Geoff Kendrick, qui pilote la recherche actifs numériques chez Standard Chartered, avance une règle pratique. Les dépôts bancaires américains pourraient baisser d’environ un tiers de la capitalisation des stablecoins adossés au dollar. Dit autrement, si l’écosystème stablecoins gonfle, une partie des dépôts suit le mouvement.
Le point qui fait mal se lit dans les comptes des banques : le revenu net d’intérêts. C’est la marge entre ce que la banque gagne sur ses prêts et ce qu’elle paye sur les dépôts. Quand les dépôts s’érodent, la marge se tasse. Et certaines banques n’ont pas beaucoup d’autres moteurs.
Pourquoi les banques régionales sont en première ligne
Toutes les banques ne sont pas exposées de la même façon. Les banques d’investissement vivent davantage des commissions, des marchés, du conseil. Les banques universelles diversifient mieux. Par ailleurs, les banques régionales, elles, restent souvent très dépendantes du couple dépôts-crédits.
C’est pour cela que Kendrick cite des noms précis, plutôt que de parler en généralités. Huntington Bancshares, M&T Bank, Truist Financial ou encore CFG Bank ressortent comme plus sensibles à un choc de dépôts lié aux stablecoins.
Le mécanisme est presque banal. Un client garde moins de cash sur son compte courant. Il le “parque” en stablecoins, parfois pour des paiements, parfois pour des transferts, parfois pour accéder à des rendements ailleurs. La banque perd une source de financement bon marché. Ce n’est pas spectaculaire. C’est justement le danger.
Le détail décisif : où dorment les réserves des stablecoins
Il existe une idée rassurante, souvent répétée. Si un dépôt quitte une banque pour acheter un stablecoin, mais que l’émetteur du stablecoin remet tout en dépôts bancaires, alors le système bancaire ne perd rien au total. C’est le scénario “transfert interne”.
Sauf que, dans la pratique, la boucle ne se referme pas vraiment. Standard Chartered souligne que les deux géants du secteur ne conservent qu’une petite fraction de leurs réserves sous forme de dépôts bancaires. Tether serait autour de 0,02 %. Circle autour de 14,5 %. Cela implique “très peu de redépôts” par rapport aux volumes créés.

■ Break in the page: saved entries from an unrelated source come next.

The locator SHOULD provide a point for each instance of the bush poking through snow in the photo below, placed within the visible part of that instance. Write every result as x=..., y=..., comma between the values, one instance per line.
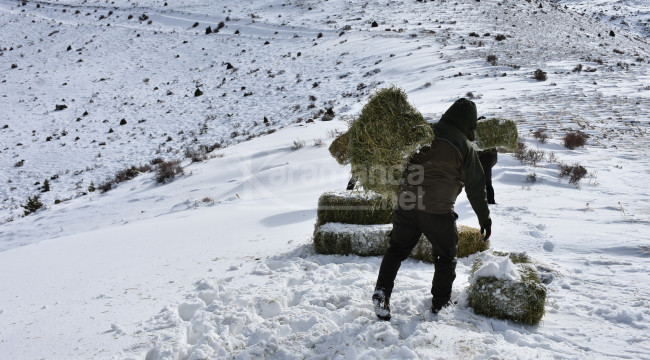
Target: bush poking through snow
x=497, y=133
x=528, y=156
x=506, y=286
x=541, y=135
x=575, y=173
x=540, y=75
x=575, y=139
x=33, y=204
x=297, y=144
x=339, y=149
x=354, y=207
x=167, y=170
x=383, y=137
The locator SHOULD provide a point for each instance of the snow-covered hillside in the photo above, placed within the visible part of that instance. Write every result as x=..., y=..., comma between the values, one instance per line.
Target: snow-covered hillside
x=219, y=262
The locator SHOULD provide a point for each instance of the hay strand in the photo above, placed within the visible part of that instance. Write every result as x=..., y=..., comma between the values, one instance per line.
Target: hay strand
x=354, y=207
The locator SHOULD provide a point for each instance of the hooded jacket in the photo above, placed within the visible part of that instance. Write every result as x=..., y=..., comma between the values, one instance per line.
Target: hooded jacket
x=437, y=174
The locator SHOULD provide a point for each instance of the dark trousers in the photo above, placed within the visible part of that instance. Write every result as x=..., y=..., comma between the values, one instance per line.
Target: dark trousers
x=488, y=186
x=408, y=227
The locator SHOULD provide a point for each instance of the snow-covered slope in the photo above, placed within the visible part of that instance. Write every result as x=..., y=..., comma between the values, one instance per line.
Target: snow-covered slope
x=219, y=263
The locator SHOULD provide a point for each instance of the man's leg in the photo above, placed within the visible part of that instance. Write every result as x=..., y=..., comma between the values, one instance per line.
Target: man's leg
x=440, y=230
x=488, y=187
x=403, y=238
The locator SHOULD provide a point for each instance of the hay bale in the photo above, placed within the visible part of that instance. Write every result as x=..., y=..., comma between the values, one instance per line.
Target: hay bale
x=495, y=132
x=347, y=239
x=506, y=286
x=339, y=149
x=382, y=139
x=470, y=241
x=354, y=207
x=373, y=240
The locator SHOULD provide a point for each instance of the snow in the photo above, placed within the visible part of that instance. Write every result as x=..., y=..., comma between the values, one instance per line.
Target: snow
x=219, y=263
x=500, y=267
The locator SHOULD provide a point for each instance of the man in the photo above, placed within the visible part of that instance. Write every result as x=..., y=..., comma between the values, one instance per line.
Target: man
x=430, y=185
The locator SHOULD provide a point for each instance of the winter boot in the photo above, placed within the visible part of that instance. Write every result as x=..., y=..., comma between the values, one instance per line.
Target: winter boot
x=382, y=304
x=437, y=306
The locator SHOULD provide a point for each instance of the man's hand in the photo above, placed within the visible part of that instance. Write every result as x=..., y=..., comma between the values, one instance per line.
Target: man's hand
x=486, y=231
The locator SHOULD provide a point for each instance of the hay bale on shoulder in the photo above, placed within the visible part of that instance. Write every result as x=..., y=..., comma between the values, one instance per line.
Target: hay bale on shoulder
x=506, y=286
x=354, y=207
x=470, y=241
x=382, y=139
x=347, y=239
x=495, y=132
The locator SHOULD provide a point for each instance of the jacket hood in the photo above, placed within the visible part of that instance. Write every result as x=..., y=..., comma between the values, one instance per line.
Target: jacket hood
x=463, y=116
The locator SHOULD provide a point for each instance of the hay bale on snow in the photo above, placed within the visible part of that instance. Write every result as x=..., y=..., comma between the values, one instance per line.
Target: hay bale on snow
x=506, y=286
x=382, y=139
x=373, y=240
x=354, y=207
x=495, y=132
x=347, y=239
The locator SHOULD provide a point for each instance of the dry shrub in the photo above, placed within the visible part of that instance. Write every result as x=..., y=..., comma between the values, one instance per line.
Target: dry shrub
x=541, y=135
x=501, y=133
x=196, y=155
x=575, y=173
x=528, y=156
x=540, y=75
x=32, y=205
x=167, y=170
x=383, y=137
x=575, y=139
x=297, y=144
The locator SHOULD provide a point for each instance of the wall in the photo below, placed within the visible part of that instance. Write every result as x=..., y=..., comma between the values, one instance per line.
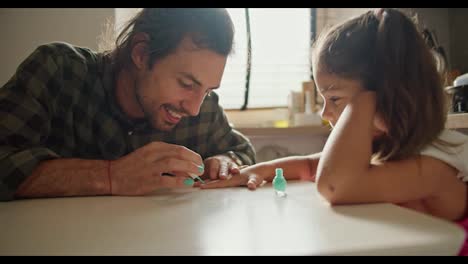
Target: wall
x=22, y=29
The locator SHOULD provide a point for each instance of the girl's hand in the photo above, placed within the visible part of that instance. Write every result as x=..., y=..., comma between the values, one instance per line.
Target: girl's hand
x=243, y=176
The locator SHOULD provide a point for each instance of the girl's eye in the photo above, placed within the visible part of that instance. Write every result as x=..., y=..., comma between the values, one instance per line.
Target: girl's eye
x=334, y=99
x=187, y=86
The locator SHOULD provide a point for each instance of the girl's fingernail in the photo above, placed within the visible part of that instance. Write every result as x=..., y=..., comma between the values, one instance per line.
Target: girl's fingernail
x=189, y=182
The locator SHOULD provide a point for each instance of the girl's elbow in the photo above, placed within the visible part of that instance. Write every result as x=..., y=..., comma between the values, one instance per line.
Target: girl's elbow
x=329, y=190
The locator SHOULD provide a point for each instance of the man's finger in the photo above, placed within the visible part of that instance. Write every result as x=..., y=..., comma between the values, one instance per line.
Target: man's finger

Résultat : même si le stablecoin est présenté comme un dollar numérique, ses réserves s’empilent ailleurs que sur des comptes bancaires classiques. Typiquement dans des instruments très liquides. Le système gagne en fluidité, mais il retire une brique de financement aux banques. Le débat devient alors moins idéologique que comptable.
CLARITY Act : un révélateur politique plus qu’un simple texte technique
Le projet de loi américain sur la structure de marché, souvent appelé CLARITY Act, cristallise cette tension. Une de ses idées centrales est de limiter ou d’interdire les intérêts versés simplement pour “détenir” un stablecoin. Les banques y voient une digue contre l’aspiration des dépôts. Une partie de la crypto y voit un coup de frein déguisé.
La séquence récente illustre le tiraillement. Coinbase a publiquement pris ses distances avec le texte dans sa forme actuelle, et des discussions au Sénat ont été repoussées. Ce n’est pas anecdotique : quand un leader de marché se retire, c’est que le compromis est fragile.
En toile de fond, le calendrier politique pèse lourd. Le texte existe, il est formalisé, et il circule entre versions à Washington. Mais son chemin dépend des arbitrages entre innovation, stabilité financière et concurrence bancaire. Certains observateurs notent qu’un retard trop long peut le coincer avant les échéances électorales de 2026. Standard Chartered, de son côté, continue de viser une adoption d’ici fin du premier trimestre 2026.